What are 'Indexed Earnings'

Indexed earnings is a calculation the Social Security Administration (SSA) uses that takes inflation into consideration when determining life-long wages. The amount someone collects from Social Security after retirement or disability after an injury is based on the wages made over a lifetime.

BREAKING DOWN 'Indexed Earnings'

For Social Security purposes, the indexed earnings are calculated, as explained on SSA.gov: “For each year prior to the last two years of current employment, an individual’s yearly wage is multiplied by an ‘indexed factor’ that increases the wage to account for inflation. For instance, for wages received in 1951, the SSA will apply an indexing factor of 15 or more and multiply this by the wages to determine the indexed earnings.”

The amount of disability payments (SSDI) a person is eligible for is based on average indexed monthly earnings.
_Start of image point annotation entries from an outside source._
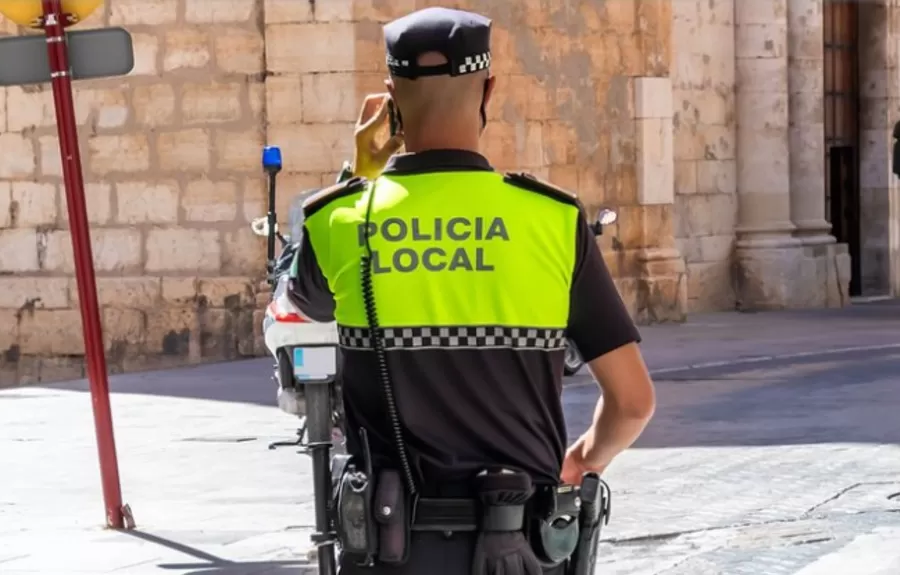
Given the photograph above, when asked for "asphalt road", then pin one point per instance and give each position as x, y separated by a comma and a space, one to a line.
785, 460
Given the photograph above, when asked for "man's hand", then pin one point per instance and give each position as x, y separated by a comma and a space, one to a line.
574, 464
369, 158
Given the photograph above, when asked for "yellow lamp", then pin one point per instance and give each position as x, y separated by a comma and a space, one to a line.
29, 13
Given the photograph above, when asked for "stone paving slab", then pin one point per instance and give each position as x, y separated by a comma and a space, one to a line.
764, 468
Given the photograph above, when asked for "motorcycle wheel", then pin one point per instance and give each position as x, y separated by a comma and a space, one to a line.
572, 362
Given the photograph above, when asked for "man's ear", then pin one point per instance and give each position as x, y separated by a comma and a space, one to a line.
489, 89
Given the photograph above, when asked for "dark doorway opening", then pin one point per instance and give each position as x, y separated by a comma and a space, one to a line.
841, 101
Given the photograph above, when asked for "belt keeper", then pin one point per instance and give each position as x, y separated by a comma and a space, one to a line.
503, 518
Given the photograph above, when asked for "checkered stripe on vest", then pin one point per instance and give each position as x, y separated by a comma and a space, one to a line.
452, 337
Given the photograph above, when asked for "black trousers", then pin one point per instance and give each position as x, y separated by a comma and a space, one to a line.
430, 554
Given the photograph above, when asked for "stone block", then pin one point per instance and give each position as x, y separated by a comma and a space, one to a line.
34, 108
123, 153
171, 330
185, 150
32, 204
238, 151
98, 202
239, 51
655, 169
329, 98
5, 199
180, 291
764, 165
710, 287
124, 332
51, 332
314, 147
705, 214
9, 342
718, 142
284, 99
186, 48
114, 250
243, 253
154, 105
514, 146
767, 278
293, 12
180, 249
102, 108
34, 293
211, 103
324, 48
20, 251
227, 292
146, 55
17, 152
368, 10
256, 98
146, 202
760, 12
685, 177
653, 98
141, 12
208, 201
124, 292
220, 11
717, 177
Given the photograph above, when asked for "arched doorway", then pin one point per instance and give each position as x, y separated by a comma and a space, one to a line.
842, 106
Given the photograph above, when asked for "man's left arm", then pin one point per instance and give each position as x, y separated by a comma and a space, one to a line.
308, 285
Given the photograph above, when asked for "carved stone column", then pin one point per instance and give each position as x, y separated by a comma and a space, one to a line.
807, 123
766, 252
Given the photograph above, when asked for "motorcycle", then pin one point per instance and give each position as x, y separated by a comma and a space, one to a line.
573, 362
293, 340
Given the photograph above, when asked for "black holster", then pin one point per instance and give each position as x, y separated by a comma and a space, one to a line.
554, 526
595, 510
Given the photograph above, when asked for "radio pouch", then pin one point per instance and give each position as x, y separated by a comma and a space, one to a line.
392, 514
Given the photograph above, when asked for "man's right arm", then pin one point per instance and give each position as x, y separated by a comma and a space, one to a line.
607, 339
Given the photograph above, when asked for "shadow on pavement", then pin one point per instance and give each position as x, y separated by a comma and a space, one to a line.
845, 398
213, 565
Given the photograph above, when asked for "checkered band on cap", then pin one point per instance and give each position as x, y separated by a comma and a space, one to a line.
453, 337
395, 63
475, 63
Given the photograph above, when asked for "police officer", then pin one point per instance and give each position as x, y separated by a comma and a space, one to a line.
454, 288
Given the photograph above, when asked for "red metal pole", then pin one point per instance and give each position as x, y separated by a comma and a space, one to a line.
57, 50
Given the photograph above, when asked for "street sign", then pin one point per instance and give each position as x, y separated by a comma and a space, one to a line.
58, 57
99, 53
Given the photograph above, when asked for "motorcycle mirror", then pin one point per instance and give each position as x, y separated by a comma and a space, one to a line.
607, 217
260, 226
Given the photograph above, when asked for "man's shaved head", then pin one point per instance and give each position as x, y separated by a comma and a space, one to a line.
436, 101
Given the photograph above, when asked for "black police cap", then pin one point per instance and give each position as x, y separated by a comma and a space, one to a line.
464, 38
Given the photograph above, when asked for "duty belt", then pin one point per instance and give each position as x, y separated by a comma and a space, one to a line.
458, 514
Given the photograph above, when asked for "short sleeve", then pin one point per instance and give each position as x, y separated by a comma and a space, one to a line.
598, 320
309, 288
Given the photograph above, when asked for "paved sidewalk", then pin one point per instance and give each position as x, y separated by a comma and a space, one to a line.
782, 466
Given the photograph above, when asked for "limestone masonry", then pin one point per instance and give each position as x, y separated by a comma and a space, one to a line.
700, 122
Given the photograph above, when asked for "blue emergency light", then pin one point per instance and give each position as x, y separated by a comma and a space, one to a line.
272, 158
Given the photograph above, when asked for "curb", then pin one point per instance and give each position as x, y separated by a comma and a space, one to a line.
760, 359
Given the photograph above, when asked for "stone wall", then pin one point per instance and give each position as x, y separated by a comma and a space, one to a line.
171, 162
703, 80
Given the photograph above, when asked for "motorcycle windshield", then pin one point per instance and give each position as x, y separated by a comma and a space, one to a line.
295, 215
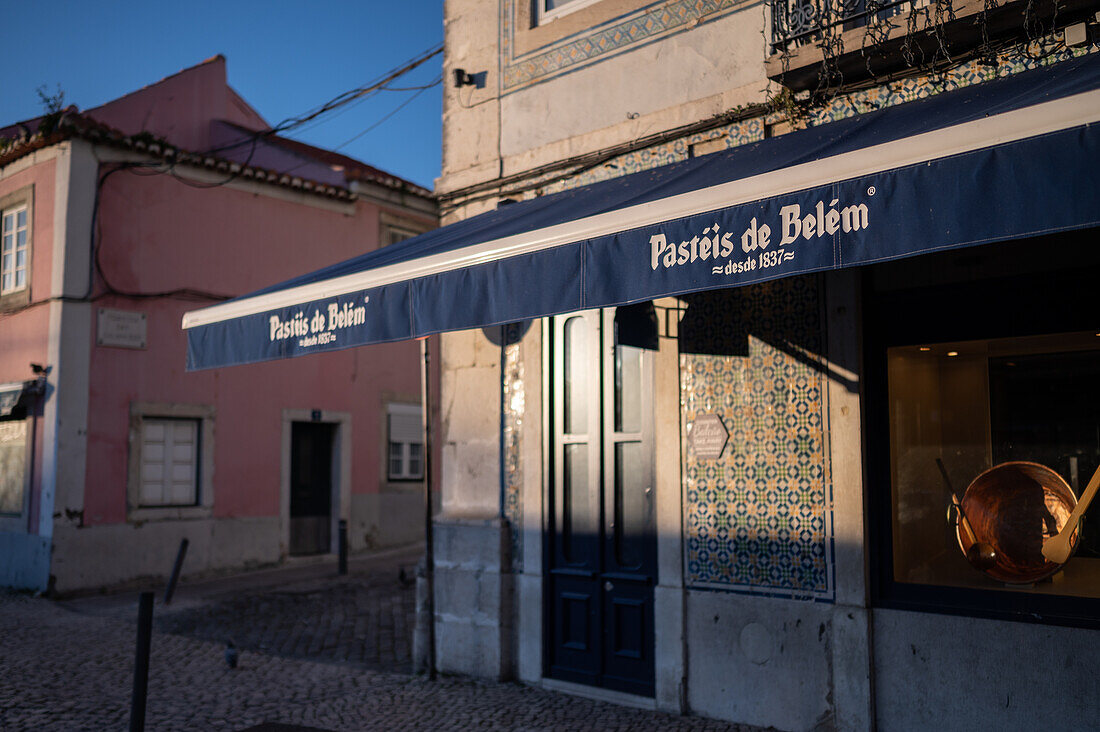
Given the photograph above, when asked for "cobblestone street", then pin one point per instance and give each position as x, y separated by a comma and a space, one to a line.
316, 651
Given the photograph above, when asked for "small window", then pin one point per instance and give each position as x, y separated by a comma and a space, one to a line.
552, 9
13, 250
12, 467
169, 460
405, 456
392, 235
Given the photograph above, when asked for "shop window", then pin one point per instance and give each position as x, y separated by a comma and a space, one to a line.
405, 452
1011, 427
982, 433
13, 446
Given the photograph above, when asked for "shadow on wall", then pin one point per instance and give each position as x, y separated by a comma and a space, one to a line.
719, 323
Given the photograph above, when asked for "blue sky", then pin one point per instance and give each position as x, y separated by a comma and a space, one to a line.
283, 57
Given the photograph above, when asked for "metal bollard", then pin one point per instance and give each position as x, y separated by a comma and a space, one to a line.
342, 547
141, 663
168, 591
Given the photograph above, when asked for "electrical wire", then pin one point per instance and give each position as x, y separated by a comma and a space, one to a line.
396, 109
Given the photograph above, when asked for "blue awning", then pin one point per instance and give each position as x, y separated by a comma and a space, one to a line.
1012, 157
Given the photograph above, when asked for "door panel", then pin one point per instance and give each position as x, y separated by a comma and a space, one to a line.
311, 487
602, 539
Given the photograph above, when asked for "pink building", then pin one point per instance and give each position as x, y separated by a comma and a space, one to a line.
117, 220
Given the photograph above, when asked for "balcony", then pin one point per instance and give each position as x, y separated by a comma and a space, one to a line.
870, 39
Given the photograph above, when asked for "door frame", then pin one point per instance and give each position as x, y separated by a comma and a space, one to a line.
341, 471
669, 594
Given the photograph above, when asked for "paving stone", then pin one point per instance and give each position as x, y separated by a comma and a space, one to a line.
69, 666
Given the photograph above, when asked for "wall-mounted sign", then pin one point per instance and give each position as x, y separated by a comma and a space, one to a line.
707, 436
121, 328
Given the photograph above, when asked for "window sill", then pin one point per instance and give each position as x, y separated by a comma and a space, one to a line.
168, 513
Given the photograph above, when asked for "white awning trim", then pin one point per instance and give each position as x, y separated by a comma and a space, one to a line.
996, 130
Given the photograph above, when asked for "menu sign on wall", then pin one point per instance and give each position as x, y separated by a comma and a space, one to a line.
707, 436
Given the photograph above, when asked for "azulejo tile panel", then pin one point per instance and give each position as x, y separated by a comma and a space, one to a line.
513, 422
754, 129
649, 23
757, 520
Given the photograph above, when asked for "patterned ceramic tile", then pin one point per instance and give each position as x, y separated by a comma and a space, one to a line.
758, 519
513, 422
655, 21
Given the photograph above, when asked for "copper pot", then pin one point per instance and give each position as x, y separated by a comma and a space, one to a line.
1014, 507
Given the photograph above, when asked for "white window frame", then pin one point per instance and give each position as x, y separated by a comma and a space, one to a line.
404, 413
11, 206
547, 15
179, 445
18, 521
141, 413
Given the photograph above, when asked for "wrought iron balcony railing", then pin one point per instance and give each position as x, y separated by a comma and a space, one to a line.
800, 22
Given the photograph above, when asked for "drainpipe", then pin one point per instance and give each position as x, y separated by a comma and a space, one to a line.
429, 548
499, 432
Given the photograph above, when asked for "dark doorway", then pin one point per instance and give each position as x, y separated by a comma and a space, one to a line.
602, 550
311, 455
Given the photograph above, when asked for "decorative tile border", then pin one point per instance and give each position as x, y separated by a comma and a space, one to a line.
752, 130
757, 520
650, 23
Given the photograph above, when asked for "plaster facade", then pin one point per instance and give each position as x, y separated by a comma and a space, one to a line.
765, 597
166, 237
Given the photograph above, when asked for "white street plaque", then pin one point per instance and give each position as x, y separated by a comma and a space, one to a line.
121, 328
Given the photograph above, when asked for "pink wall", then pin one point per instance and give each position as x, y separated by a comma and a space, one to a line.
180, 107
24, 334
158, 236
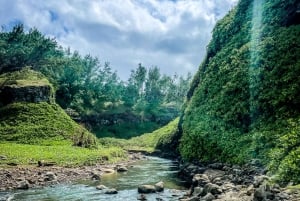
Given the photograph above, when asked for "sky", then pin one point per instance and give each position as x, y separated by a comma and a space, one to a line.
169, 34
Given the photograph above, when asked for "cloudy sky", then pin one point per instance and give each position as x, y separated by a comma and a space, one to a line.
170, 34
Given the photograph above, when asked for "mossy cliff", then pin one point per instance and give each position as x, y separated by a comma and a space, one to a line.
28, 113
244, 100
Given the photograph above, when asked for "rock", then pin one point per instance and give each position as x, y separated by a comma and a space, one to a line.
43, 163
23, 184
198, 191
107, 171
122, 169
111, 191
146, 189
194, 198
200, 179
258, 180
96, 176
159, 187
50, 176
101, 187
216, 166
250, 190
12, 164
208, 197
260, 193
142, 197
2, 157
213, 189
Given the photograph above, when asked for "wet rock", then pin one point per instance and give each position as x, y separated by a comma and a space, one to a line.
12, 164
23, 185
259, 180
208, 197
111, 191
107, 171
50, 176
101, 187
142, 197
122, 169
198, 191
200, 180
146, 189
216, 166
213, 189
96, 176
159, 187
3, 157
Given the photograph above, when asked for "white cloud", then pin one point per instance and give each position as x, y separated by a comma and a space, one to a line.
169, 34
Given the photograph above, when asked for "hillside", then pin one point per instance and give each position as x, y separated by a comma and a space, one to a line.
28, 113
244, 100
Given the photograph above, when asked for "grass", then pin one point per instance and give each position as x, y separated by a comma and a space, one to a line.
62, 153
24, 77
146, 142
31, 123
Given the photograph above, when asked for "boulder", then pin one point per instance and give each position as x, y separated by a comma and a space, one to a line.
213, 189
23, 184
50, 176
111, 191
159, 187
146, 189
101, 187
200, 180
107, 171
122, 169
3, 157
96, 176
208, 197
198, 191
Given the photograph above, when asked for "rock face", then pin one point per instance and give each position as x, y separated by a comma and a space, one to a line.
146, 189
32, 94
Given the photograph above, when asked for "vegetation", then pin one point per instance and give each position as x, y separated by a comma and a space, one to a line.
147, 142
243, 101
60, 152
92, 91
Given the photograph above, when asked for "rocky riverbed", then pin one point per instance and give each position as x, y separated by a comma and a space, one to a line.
33, 176
223, 182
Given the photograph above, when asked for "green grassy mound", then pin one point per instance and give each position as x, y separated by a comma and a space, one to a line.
62, 153
32, 123
147, 142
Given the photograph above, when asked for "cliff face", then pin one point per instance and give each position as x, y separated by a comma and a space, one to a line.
244, 100
28, 113
24, 86
31, 94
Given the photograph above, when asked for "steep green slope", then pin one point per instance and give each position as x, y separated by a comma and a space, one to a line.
244, 100
38, 121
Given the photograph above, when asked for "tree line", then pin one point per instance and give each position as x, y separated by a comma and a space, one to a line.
87, 88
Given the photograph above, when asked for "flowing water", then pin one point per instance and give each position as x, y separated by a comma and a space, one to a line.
148, 171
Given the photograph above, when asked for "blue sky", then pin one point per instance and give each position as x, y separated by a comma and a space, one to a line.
172, 35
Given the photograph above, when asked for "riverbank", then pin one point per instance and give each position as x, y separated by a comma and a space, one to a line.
224, 182
41, 174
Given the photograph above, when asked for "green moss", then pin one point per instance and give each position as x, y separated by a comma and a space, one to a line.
33, 122
63, 154
244, 100
24, 77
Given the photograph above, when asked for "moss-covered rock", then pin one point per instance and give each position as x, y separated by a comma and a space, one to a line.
247, 90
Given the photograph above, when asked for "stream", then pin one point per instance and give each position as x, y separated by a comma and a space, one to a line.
148, 171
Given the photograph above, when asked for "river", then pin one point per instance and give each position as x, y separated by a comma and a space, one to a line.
148, 171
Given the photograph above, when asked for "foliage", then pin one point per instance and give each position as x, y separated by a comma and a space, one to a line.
246, 90
146, 142
62, 153
30, 123
86, 86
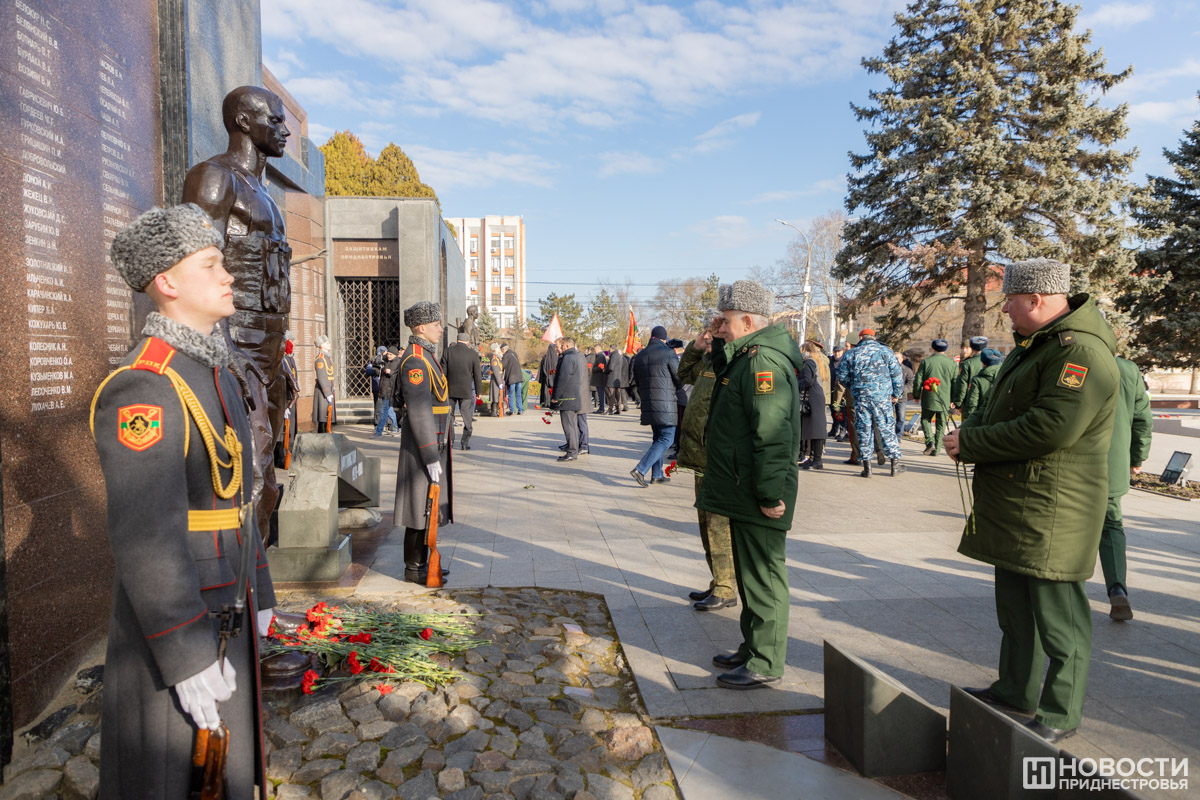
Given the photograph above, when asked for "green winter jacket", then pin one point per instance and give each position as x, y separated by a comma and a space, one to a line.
754, 428
1131, 428
979, 389
966, 372
942, 367
695, 368
1041, 449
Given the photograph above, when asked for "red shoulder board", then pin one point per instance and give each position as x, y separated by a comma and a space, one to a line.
155, 356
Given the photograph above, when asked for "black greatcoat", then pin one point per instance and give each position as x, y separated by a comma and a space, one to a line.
465, 373
171, 576
423, 389
814, 423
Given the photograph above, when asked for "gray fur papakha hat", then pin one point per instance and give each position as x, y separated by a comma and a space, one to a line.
1037, 276
421, 313
749, 296
159, 240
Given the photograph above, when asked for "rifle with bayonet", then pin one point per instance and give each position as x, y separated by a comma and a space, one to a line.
211, 747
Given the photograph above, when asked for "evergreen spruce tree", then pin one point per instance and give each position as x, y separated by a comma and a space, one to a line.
989, 143
347, 166
1163, 294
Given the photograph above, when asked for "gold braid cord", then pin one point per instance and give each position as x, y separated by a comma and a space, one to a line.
231, 444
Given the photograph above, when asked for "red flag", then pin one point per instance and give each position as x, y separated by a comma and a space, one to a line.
553, 331
633, 341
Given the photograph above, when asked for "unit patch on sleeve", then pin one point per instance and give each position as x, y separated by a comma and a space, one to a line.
1073, 376
139, 427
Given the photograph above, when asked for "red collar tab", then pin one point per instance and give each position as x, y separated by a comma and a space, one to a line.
155, 356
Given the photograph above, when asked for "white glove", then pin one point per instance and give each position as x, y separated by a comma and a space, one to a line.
199, 695
263, 620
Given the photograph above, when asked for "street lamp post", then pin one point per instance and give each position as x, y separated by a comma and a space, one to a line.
807, 290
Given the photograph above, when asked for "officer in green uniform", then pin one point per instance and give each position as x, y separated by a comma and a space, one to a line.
696, 370
1129, 449
1041, 449
754, 440
969, 367
175, 450
935, 401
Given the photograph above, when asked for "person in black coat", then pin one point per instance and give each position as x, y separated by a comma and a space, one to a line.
615, 379
514, 376
571, 385
599, 378
657, 374
465, 377
813, 422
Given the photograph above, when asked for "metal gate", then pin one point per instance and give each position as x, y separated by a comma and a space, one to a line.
369, 313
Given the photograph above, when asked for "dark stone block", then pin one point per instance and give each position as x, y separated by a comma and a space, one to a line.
988, 751
877, 723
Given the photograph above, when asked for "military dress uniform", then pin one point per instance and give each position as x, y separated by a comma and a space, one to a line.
175, 449
873, 377
321, 405
935, 405
753, 444
424, 440
1041, 449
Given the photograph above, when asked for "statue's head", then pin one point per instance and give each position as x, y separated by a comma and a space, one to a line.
257, 113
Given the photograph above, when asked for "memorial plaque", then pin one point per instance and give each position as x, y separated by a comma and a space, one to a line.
79, 157
366, 258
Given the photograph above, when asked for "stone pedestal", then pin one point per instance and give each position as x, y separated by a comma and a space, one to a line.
327, 473
988, 751
876, 722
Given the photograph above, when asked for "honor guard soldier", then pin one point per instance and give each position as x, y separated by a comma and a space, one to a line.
424, 444
323, 409
175, 451
1041, 449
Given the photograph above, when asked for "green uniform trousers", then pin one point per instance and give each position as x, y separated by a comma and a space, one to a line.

This is determined by taking the 35 highest years (prior to age 60) of indexed earnings and dividing that figure by the total number of months worked during those years.

Thus, if you worked every month, without fail, your average indexed monthly earnings would equal the sum of 35 years of work divided by 144 months.

The Significance of the Indexed Earnings Calculation

Making sure amounts are determined fairly and equitably for recipients of Social Security or disability is significant. Not factoring in inflation, thus lowering the wages benefits are based on, would certainly impact someone’s quality of life. A person might be forced to downsize from a larger home, cancel a planned vacation or stop contributing to their grandchildren’s education.

Social Security benefits in the U.S. are calculated using average indexed monthly earnings, a type of indexed earnings. Indexing earnings allow the Social Security Administration to award benefits which account for changes in standard of living. If earnings were not indexed in this manner, then retirees would receive much lower benefits that would be out of proportion to the true buying power of their earnings in prior years.